What has distinguished movement conservatives after 9/11 -- including a number of "former liberals" -- is their constant and pronounced insistence that everything they do henceforth is informed by that horrid event. Meanwhile, those who disagree with them have "forgotten we were attacked on 9/11." These pronouncements have the effect of claiming for themselves the hero's mantle. Their task is the heroic task of national redemption itself.

Yet fundamentalist totalism, as Lifton has written elsewhere, is "always on the edge of violence, because it ever mobilizes for an absolute confrontation with designated evil, thereby justifying any action taken to eliminate the evil." Thus, as movement heroes, they are immune from niggling moral considerations and the need to reconcile the demonic aspect of their own actions.

In both Christian and Muslim cultures, the heroic task historically has entailed energetically taking up arms to redeem the world. It also entails creating an enemy and naming him; the heroic warrior, after all, needs an enemy against which to fight, something to give his life meaning. The drama that results is a holy war to drive out an alien darkness or disease, and it is a drama that has played out innumerable times throughout the long history of the West.

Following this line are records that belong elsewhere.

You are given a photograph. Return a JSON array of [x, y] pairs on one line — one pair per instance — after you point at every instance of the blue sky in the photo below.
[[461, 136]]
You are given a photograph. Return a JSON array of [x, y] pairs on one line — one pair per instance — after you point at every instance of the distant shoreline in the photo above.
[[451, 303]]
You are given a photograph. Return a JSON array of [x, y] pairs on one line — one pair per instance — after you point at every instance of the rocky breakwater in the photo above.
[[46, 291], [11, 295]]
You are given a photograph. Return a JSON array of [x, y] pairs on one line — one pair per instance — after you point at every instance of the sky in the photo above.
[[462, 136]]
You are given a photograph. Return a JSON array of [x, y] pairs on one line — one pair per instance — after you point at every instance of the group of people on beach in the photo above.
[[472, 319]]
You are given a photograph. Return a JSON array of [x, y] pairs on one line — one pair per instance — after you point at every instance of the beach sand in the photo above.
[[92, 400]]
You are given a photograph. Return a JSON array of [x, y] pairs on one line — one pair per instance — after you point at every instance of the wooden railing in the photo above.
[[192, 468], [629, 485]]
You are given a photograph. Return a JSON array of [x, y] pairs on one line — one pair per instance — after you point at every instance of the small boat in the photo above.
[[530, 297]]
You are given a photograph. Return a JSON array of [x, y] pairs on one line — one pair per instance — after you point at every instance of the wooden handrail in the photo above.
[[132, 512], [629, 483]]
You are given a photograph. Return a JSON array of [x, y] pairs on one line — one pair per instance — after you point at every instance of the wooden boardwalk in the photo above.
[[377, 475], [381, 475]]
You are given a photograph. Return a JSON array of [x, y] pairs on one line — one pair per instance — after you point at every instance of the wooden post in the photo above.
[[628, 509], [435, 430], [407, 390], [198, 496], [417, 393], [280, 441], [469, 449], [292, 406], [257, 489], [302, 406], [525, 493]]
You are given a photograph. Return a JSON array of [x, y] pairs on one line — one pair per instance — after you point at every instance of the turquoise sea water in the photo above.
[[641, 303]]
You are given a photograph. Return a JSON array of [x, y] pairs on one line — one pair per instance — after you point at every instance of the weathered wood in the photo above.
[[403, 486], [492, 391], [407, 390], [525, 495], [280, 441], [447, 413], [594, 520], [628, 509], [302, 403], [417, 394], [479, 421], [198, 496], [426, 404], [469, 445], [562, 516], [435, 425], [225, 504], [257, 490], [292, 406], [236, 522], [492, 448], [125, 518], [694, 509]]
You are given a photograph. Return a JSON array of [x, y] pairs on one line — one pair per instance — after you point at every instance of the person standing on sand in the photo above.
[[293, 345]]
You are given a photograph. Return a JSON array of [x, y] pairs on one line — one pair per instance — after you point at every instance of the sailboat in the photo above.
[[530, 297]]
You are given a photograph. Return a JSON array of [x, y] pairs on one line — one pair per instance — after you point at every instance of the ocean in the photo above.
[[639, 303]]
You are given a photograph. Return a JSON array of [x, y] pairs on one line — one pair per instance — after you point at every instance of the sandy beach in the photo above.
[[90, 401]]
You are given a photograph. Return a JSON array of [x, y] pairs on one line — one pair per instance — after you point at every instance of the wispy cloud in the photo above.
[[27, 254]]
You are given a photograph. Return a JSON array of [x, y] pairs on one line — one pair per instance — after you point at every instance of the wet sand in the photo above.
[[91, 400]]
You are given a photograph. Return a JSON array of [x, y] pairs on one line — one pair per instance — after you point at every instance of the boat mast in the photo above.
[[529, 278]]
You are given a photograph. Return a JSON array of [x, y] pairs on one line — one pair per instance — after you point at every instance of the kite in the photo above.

What these self-anointed heroes fail to see is their own certain descent into the demonic. However, as they sneer and threaten and condemn their fellow Americans as the Enemy, fit for elimination, the rest of us see it. All too well.
Then the Messenger of Mordor laughed no more. His face was twisted with amazement and anger to the likeness of some wild beast that, as it crouches on its prey, is smitten on the muzzle with a stinging rod. Rage filled him and his mouth slavered, and shapeless sounds of fury came strangling from his throat. But he looked at the fell faces of the Captains and their deadly eyes, and fear overcame his wrath. He gave a great cry, and turned, leaped upon his steed, and with his company galloped madly back to Cirith Gorgor.